Game of probabilities
Our Asurea team doesn’t want you to lie on your insurance application because we know how steep the consequences can be. Lying (or scamming) on an application can result in being blacklisted, denied a claim or having your premium increased or canceled.
Just think: You’re a fairly healthy 37-year-old woman who spends her weekends climbing rocky mountains. Logically, an insurer is thinking that your climbing rope could one day snap, leaving you injured or dead. And if your ropes do one day fail you, you’ll want to be able to file a claim to cover any medical expenses for your injuries. Or, you’ll want your family to have the money they need to pay for your funeral, burial and any outstanding bills.
You and your loved ones won’t be able to do any of these important things, if you lied about your hobby in the first place. Don’t think it’s that serious? Check out these comments on Summit Post by climbers who’ve had to claw their way over the rocky terrain of gaining a policy. Their risky hobby alone waved red flags at insurers, no lies needed. Although some did report finding higher-cost policies.
Legally speaking, an insurance company has two years to catch a lie before the window to take action is slammed shut.
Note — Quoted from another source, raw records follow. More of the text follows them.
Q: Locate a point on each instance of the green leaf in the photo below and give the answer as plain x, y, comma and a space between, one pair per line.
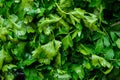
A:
97, 61
79, 71
109, 53
84, 50
118, 43
106, 41
95, 3
99, 46
8, 67
67, 42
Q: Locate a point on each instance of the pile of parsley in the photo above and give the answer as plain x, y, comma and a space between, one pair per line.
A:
59, 39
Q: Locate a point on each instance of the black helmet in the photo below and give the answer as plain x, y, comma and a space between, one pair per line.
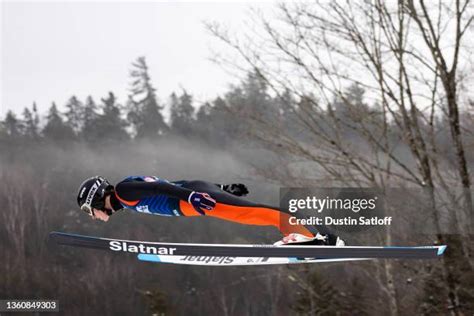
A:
92, 193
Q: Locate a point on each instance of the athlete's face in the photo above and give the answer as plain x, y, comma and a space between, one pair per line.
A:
99, 214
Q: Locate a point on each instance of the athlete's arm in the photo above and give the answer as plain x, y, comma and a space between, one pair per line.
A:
136, 190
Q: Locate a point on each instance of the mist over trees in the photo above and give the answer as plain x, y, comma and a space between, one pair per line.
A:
354, 94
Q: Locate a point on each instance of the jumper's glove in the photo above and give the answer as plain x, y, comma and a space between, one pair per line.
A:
201, 201
237, 189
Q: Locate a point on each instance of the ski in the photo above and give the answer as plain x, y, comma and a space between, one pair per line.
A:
235, 261
239, 250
Our best advice: Channel your inner George Washington and do not tell a lie when you apply. You will only be hurting yourself and your loved ones if you do. Simply angling for the cheapest premium misses the point of why you want the insurance in the first place. If your lifestyle involves extreme rock climbing or flying vintage puddle jumpers, or if a number of people over 60 in your family have had cancer, then a lower premium won’t cover all of your risks if something should happen to you.
Digging for truth
By now, you should know that an insurance company behaves very much like an excited team of archeologists. Whatever you’ve buried deep in the earth, they are more than happy to dig up using their compass, trowel and backhoe.
Any lies they uncover are carefully stored in their MIB database for all other archeologists (insurance companies) to see. If they don’t find any lies, they are of course legally obligated to pay your claim.
When interviewed, one Asurea agent stated, “We do what we do for the clients, but we also have to consider the company’s best interests.”
Keep in mind, even after you die, the insurer can reduce or cancel your death benefit if your autopsy report reveals a hidden illness or injury. And your beneficiaries, most likely the loved ones you were trying to protect, might not see a dime. The moral of this story is: Don’t lie.
The Asurea promise
If you’re daunted by the thought of shopping around for a policy that will take you as you are, health issues, high risk jobs, and more – don’t be. With ties to more than 40 insurance carriers across the nation, our Asurea Agents will do the work for you!
If you’re a hardworking pilot with a cancer risk, a fitness instructor in top shape, or an adrenaline-seeking mountaineer, we promise to help you find a policy that fits your unique lifestyle and budget. So, before you shop for an insurance policy, adopt an honesty policy.